Search code examples
apache-flinkflink-streamingflink-statefun

Flink window aggregation with state


I would like to do a window aggregation with an early trigger logic (you can think that the aggregation is triggered either by window is closed, or by a specific event), and I read on the doc: https://ci.apache.org/projects/flink/flink-docs-release-1.12/dev/stream/operators/windows.html#incremental-window-aggregation-with-aggregatefunction

The doc mentioned that Note that using ProcessWindowFunction for simple aggregates such as count is quite inefficient. so the suggestion is to pair with incremental window aggregation.

My question is that AverageAggregate in the doc, the state is not saved anywhere, so if the application crashed, the averageAggregate will loose all the intermediate value, right?

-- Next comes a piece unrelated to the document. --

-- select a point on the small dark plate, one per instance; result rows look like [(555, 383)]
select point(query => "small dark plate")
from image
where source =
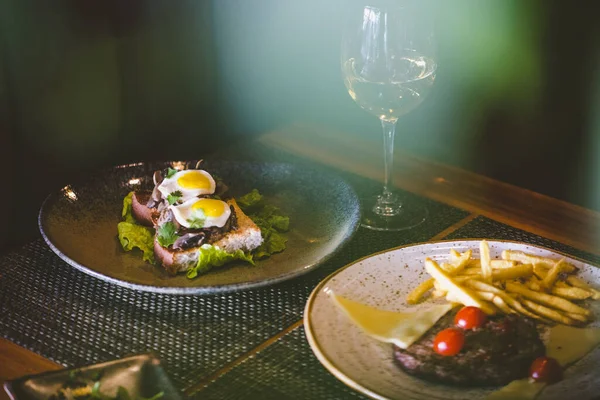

So If that is the case, is there a way to do a window aggregation, still supports incremental aggregation, and has a state backend to recover from crash?


Solution

  • The AggregateFunction is indeed only describing the mechanism for combining the input events into some result, that specific class does not store any data.

    The state is persisted for us by Flink behind the scene though, when we write something like this:

    input
      .keyBy(<key selector>)
      .window(<window assigner>)
      .aggregate(new AverageAggregate(), new MyProcessWindowFunction());
    

    the .keyBy(<key selector>).window(<window assigner>) is indicating to Flink to hold a piece of state for us for each key and time bucket, and to call our code in AverageAggregate() and MyProcessWindowFunction() when relevant.

    In case of crash or restart, no data is lost (assuming state backend are configured properly): as with other parts of Flink state, the state here will either be retrieved from the state backend or recomputed from first principles from upstream data.